Antibody Labeling: Delipidated tissue was placed inside of a 2-inch length of 0.25-inch diameter dialysis tubing (6–8 kDa); Spectrum). After equilibration, samples were incubated in an antibody solution inside dialysis tubing at the center of intersecting electrical and magnetic fields where the MHD force was strongest (Fig. 6). Confining the tissue sample inside dialysis tubing reduced the volume of antibody required for labeling and protected the tissue sample and antibody solution from direct exposure to the electrodes. Magnets (Applied magnets; NB057-6-N52) were placed on the top and bottom of the MHD labeling device creating a central chamber Fig. 6B). The ends of the dialysis tubing were connected to 9.5 mm diameter vinyl tubing (ThermoFisher: S504591) using 0.25-inch Leur lock barbs (Cole-Parmer; UX-45501-20) to create a torus-shaped chamber allowing the antibody solution to circulate continuously and provide an even and continuous source of antibody to the tissue sample (Fig. 6). Antibody solution (4.5 mL; 0.1 M borate buffer titrated to pH 9.5 with 0.1 M LiOH, 1% heparin, 0.1% Triton X-100; 1:500 primary antibody) was transferred into the dialysis tubing using a 5 mL syringe. The labeling chamber was submerged in a 1L tub containing electrophoresis solution (0.1M Borate Buffer pH 9.5/0.1% Triton X-100 solution). A 5 mL syringe filled with the buffer solution was attached to the circulation line to maintain constant pressure inside of the dialysis tube. 60 volts DC (~ 0.2 Amps) was applied across the electrodes for 15 minutes, followed by 3 minutes of inactivity repeatedly for 12 hours to drive antibodies into the tissue sample. The system was held at 37 ˚C and protected from ambient light to minimize bleaching of fluorophores throughout the procedure.

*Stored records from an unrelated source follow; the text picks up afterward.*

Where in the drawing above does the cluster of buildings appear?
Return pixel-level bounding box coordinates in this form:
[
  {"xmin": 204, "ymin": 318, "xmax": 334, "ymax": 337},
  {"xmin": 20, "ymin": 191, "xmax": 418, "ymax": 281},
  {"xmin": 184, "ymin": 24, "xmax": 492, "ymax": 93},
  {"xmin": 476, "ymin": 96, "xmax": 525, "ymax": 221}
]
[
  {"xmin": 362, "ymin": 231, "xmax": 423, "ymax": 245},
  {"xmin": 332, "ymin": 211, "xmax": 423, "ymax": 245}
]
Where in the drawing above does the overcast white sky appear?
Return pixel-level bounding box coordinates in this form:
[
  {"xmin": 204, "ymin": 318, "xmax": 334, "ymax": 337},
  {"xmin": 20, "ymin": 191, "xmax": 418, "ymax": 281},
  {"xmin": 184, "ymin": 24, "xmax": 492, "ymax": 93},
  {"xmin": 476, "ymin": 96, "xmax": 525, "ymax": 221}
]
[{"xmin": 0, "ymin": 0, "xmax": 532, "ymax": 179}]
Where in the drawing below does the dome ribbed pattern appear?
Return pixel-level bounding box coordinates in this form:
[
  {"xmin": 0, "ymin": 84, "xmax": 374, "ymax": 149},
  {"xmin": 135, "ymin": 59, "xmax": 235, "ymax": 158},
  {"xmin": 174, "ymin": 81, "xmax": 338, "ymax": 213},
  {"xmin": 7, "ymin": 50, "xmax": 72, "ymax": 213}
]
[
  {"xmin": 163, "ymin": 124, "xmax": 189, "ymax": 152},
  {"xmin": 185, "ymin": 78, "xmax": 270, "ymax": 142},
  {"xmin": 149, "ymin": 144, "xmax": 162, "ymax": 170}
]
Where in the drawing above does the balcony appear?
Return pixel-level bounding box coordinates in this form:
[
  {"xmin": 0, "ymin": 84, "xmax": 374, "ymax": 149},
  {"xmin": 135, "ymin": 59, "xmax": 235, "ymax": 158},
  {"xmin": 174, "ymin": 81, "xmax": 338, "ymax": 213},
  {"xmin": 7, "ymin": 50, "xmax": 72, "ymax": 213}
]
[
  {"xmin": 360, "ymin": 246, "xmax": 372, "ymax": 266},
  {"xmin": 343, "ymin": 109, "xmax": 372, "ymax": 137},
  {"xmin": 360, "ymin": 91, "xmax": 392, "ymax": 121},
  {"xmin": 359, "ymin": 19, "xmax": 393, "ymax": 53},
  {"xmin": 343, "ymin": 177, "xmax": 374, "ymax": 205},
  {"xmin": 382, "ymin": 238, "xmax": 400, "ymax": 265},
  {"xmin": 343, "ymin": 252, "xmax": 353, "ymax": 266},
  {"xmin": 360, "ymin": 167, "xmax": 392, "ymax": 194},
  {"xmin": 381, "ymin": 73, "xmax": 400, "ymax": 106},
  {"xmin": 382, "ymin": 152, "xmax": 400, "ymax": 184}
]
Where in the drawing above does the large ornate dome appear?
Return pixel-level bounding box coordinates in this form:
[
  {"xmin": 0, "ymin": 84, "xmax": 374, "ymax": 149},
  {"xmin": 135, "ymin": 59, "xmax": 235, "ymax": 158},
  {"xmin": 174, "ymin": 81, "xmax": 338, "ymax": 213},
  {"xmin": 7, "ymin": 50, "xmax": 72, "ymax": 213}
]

Following each round of MHD-accelerated labeling, the antibody solution was replaced with a wash solution (0.1 M borate buffer titrated to pH 9.5 with 0.1 M LiOH, 1% heparin, 0.1% Triton X-100) and the tissue was exposed to 6-hours of “active washing” using the same voltage settings. Labeled tissue was then washed in 0.01 M PBS for at least 12 hours.

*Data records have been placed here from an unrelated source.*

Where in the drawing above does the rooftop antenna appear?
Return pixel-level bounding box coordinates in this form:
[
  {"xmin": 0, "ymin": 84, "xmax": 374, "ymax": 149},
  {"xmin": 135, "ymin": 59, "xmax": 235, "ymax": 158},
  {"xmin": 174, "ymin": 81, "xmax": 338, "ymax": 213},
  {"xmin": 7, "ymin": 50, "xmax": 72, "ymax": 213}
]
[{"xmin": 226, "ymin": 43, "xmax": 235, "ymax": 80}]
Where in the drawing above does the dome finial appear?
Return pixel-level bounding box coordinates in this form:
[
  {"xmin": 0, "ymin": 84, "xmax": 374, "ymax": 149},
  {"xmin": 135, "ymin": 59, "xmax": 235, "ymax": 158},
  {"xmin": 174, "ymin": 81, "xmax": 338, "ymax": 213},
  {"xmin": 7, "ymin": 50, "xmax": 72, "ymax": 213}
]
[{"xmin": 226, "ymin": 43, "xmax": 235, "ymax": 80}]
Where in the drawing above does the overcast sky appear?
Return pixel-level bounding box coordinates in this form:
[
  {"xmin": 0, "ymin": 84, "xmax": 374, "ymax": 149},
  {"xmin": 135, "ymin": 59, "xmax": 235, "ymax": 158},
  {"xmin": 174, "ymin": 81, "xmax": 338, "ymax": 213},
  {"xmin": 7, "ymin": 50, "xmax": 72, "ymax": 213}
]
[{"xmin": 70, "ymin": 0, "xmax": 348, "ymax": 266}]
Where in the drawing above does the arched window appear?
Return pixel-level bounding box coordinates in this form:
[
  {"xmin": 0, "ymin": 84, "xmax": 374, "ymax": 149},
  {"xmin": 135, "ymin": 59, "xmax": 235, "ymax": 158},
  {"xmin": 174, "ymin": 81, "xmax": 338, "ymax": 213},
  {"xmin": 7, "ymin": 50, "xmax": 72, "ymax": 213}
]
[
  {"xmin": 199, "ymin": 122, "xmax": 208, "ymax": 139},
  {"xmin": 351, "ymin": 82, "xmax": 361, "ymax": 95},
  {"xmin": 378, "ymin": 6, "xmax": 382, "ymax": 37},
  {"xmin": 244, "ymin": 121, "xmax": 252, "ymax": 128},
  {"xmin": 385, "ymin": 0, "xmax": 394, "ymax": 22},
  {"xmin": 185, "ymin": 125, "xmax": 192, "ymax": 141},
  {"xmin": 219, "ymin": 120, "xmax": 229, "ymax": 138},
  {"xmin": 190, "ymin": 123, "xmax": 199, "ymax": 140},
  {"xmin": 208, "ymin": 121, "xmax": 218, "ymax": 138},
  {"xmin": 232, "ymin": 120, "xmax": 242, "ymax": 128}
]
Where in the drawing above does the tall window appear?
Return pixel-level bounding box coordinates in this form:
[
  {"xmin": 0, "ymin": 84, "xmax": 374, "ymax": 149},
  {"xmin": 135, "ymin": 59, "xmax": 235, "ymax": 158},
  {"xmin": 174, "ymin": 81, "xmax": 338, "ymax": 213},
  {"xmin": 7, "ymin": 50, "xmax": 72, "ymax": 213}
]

Traditional Immunohistochemistry: Mouse brains were dissected from highly anesthetized mice. These tissues were incubated in 4% PFA suspended in 0.01M PBS at 4°C. Tissue was sliced to 100 µm thickness on a vibratome and transferred to 0.01M PBS or the electrophoresis buffer used in MHD-accelerated labeling. Slices were blocked in 10% FBS in 0.5% TritonX-100/PBS or electrophoresis buffer at room temperature for 1 hour, then incubated in a 1:200 dilution of antibody in 10% FBS/PBS or electrophoresis buffer at room temperature for 2 hours. The tissue was then washed three times in 0.05% TritonX-100 / PBS or electrophoresis buffer for 30 minutes at room temperature.